We have a long-form audio recording app built on AVAudioEngine. We install a tap on inputNode, accumulate the PCM buffers, and encode them to AAC in ~60-second chunks. Setup is essentially:
let session = AVAudioSession.sharedInstance()
try session.setCategory(.playAndRecord, mode: .default,
options: [.defaultToSpeaker, .allowBluetooth, .allowBluetoothA2DP])
try session.setActive(true)
let engine = AVAudioEngine()
let input = engine.inputNode
let format = input.inputFormat(forBus: 0) // valid, e.g. 48 kHz, 1 ch
input.installTap(onBus: 0, bufferSize: 1024, format: format) { buffer, _ in
// In the failure case, buffer.floatChannelData is entirely 0.0
// (accumulate + encode to AAC)
}
engine.prepare()
try engine.start()
Intermittently — and so far only reported from the field, never reproduced in normal testing — a recording comes out completely silent. When we decode the resulting AAC and inspect the raw PCM, every sample is exactly 0.0. The signature is very specific:
- The engine is running and the tap keeps firing for the full duration (normal number of buffers / full-length chunks).
- inputFormat is valid (sampleRate ≠ 0, e.g. 48 kHz).
- No error is thrown anywhere — setCategory, setActive, start(), and the tap callback all succeed.
- The PCM is literally all zeros (not low-level noise / room tone — exact 0.0).
- Two separate silent recordings decode to byte-identical AAC, confirming pure digital silence rather than corruption.

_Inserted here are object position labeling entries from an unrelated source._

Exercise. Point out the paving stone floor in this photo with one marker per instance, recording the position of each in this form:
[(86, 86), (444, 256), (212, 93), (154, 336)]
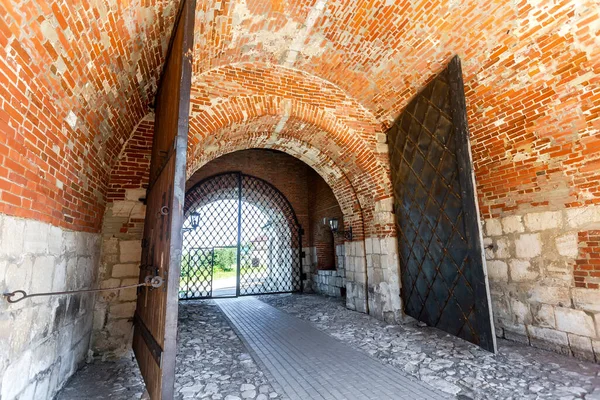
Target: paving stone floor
[(310, 364), (214, 364), (447, 363)]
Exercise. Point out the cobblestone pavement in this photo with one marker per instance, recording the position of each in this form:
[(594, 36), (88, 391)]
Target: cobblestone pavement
[(310, 364), (448, 363), (212, 363), (105, 380)]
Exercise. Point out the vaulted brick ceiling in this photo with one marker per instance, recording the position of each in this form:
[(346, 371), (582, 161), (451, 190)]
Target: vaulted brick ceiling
[(77, 77)]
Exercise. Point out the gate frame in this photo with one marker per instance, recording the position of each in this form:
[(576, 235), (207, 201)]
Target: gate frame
[(239, 176)]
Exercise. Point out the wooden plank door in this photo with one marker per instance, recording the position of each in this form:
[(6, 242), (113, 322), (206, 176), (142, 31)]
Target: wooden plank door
[(444, 281), (154, 340)]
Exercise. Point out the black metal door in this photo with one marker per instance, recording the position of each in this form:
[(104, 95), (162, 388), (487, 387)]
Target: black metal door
[(443, 278), (255, 219)]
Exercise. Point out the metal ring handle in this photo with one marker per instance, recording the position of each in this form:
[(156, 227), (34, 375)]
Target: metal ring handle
[(9, 296)]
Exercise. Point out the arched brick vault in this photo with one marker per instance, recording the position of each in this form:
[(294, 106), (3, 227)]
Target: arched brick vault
[(356, 207), (531, 73), (77, 76)]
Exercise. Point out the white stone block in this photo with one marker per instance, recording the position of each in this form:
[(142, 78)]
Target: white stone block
[(567, 245), (18, 276), (489, 253), (549, 335), (55, 239), (376, 246), (528, 245), (554, 295), (369, 245), (128, 294), (586, 299), (581, 343), (81, 244), (574, 321), (583, 216), (502, 248), (512, 224), (545, 316), (69, 242), (125, 270), (42, 276), (493, 227), (59, 280), (42, 357), (520, 311), (135, 194), (16, 376), (543, 220), (121, 208), (497, 270), (12, 237), (521, 271), (42, 388), (123, 310), (36, 237)]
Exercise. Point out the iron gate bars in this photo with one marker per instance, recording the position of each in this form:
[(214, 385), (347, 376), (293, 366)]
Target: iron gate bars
[(254, 217)]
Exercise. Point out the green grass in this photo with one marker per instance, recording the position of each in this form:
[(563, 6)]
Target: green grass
[(220, 273)]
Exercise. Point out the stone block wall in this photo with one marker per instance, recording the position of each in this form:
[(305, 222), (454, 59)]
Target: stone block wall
[(543, 278), (119, 266), (356, 276), (122, 230), (44, 340), (384, 279), (332, 282)]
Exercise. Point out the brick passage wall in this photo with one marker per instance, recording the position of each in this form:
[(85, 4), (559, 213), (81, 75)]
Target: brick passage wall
[(122, 231), (587, 264), (322, 203), (74, 81)]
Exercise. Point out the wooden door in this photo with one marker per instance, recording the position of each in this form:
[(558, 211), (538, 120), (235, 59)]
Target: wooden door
[(154, 340), (442, 267)]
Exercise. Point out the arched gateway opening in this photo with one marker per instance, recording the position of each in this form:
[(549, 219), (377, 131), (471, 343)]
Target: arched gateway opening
[(241, 237)]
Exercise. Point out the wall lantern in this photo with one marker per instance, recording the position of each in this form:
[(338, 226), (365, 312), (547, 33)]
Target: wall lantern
[(194, 222), (334, 225)]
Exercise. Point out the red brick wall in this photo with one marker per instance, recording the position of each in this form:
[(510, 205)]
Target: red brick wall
[(322, 204), (288, 174), (132, 171), (74, 81), (587, 265)]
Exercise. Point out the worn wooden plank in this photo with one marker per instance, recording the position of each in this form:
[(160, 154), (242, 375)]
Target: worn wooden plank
[(156, 313)]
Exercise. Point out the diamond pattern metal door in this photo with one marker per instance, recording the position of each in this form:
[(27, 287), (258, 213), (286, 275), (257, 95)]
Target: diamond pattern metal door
[(442, 267), (269, 241), (217, 201), (255, 218), (196, 272)]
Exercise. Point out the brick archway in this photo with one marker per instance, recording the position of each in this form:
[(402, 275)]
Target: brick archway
[(335, 177)]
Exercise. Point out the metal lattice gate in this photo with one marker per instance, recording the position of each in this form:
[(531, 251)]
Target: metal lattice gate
[(247, 235)]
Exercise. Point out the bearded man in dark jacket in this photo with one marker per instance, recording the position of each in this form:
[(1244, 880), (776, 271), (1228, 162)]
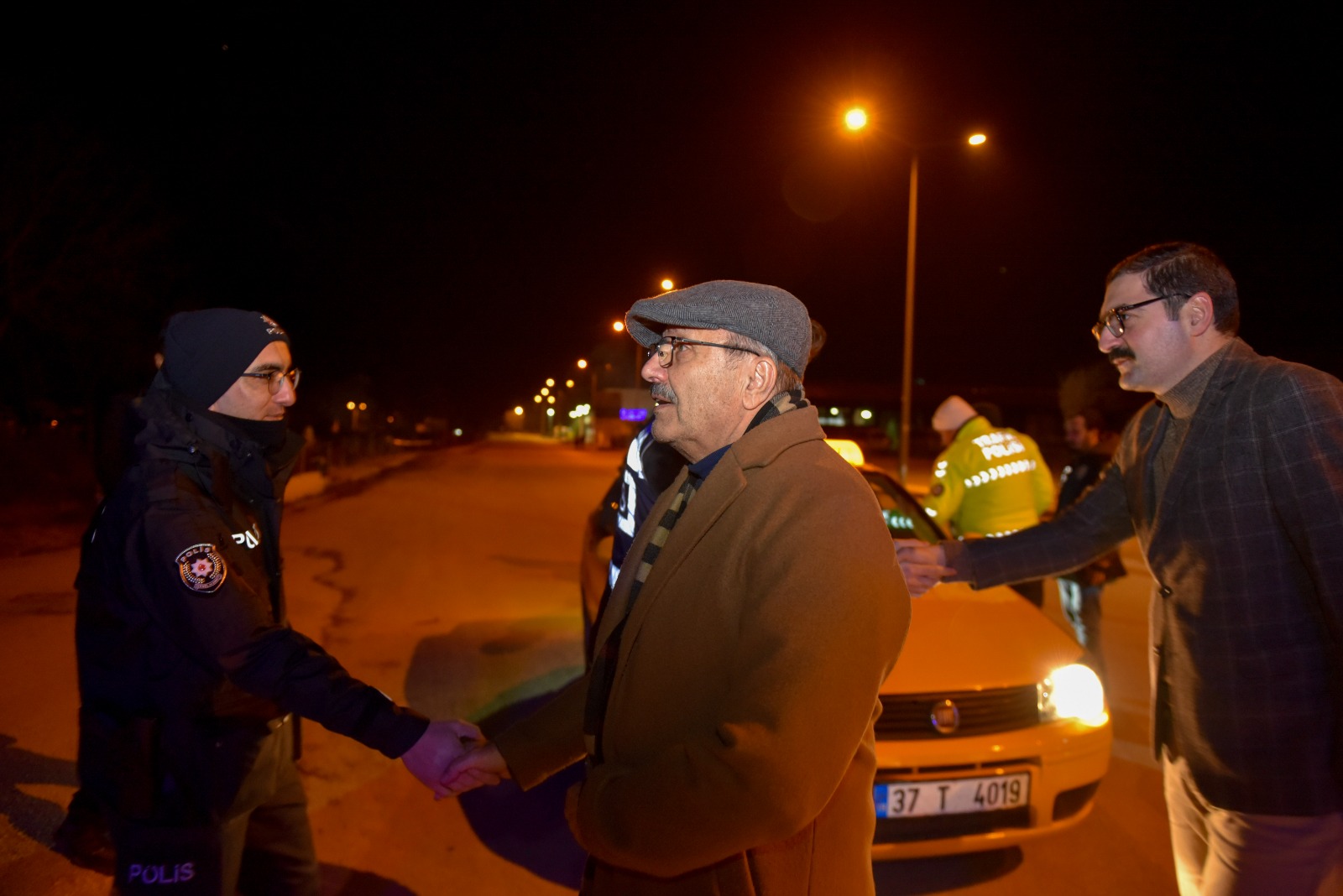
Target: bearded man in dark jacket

So as far as our error handling, format checks, and tap-liveness are concerned, everything looks healthy — yet the microphone is delivering pure silence.
One way we can reproduce it: recording while the iPhone is being driven via macOS iPhone Mirroring (the iPhone stays locked, the mic is effectively unavailable from the device, but our session still activates with a valid format and the tap fires zero-filled buffers for the whole recording — with no error at any point).
What we've ruled out: microphone permission is granted; it's not truncation or short capture (full-length, full frame count); it's not our encoding step (the input buffers themselves are zero); it's not a quiet/obstructed mic (that would be low noise, not exact 0.0).
Questions:
- What other device states or scenarios can cause a running AVAudioEngine input tap to deliver all-zero buffers with a valid format and no error? (e.g. another process/system feature holding the mic, Continuity Camera/Mic, CallKit/PushToTalk session ownership, etc.)
- Since this surfaces with no error and a valid format, what is the recommended way to detect it at runtime? Is monitoring the input level / PCM energy the only signal, or is there a supported API to know the input isn't actually live?
- What's the recommended recovery once detected — is a full session deactivate/reactivate re-handshake sufficient, or is recreating the engine required?